In fact, she says, if they’re a new boyfriend or girlfriend or partner, “they should have the presence of mind to step out or say, ‘I'll take the photo.’”

As for in-laws with whom you may have a precarious relationship with?

“Technically they're senior to you, and they're older, and you should be respectful to them. If they see that they're excluded [from a picture], it is a little bit disrespectful," admits Ho. "So maybe wait until they're in the bathroom or in a separate area. Because if you're going to have everybody except for the in-laws that you dislike — and honestly, the in-laws probably know you dislike them — you’re kind of just asking for it.”

Corporate Courtesies

When it comes to gift-giving in the workplace, Ho says you really only need to get a gift for your boss if they’re also a “mentor” and if you have a “good relationship with them.” Otherwise, it can get awkward if you have a “not-so-good relationship” with your boss and you buy them a gift and they have nothing for you in return, she says.

“I would say just don't make it an expensive gift. Don't look like you're trying too hard. You don't want to look like you're trying to kiss ass,” she says with a laugh.

Instead, make sure you can make the gift something “funky and unexpected, or even something for the office, like a plant."
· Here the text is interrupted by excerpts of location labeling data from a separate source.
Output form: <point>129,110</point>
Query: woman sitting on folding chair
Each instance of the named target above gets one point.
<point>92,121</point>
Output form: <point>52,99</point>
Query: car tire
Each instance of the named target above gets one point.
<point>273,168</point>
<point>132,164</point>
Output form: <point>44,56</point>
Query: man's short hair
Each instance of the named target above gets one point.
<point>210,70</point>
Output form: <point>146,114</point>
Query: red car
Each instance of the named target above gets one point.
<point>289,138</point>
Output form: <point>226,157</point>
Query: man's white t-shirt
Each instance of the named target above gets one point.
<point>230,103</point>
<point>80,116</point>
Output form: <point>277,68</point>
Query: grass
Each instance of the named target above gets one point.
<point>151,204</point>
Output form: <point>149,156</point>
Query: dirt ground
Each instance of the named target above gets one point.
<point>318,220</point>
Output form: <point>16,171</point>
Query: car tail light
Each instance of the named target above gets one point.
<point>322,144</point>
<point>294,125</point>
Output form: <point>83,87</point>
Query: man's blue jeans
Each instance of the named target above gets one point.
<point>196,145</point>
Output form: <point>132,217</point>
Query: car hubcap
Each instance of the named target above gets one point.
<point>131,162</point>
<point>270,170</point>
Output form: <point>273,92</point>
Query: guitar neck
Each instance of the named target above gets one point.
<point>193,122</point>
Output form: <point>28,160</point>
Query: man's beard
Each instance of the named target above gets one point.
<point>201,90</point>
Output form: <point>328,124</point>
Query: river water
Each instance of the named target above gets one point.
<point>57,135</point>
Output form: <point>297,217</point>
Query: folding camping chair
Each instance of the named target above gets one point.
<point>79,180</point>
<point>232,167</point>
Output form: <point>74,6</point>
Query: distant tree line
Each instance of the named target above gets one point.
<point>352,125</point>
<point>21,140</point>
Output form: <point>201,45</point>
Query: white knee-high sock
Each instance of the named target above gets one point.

And finally, if you’re planning to bake goods to bring into the office, Ho says the rule is you “have to offer to everybody. You can't be selective. You can't be like, ‘Oh, I'm only going to gift it to Daniel and Lisa.’ That doesn't look good. If you bake, bake in volumes, and you bring it out into the pantry for everybody," she says. "And everybody from the biggest boss, the cleaning lady, whoever's in your path, you offer them this.”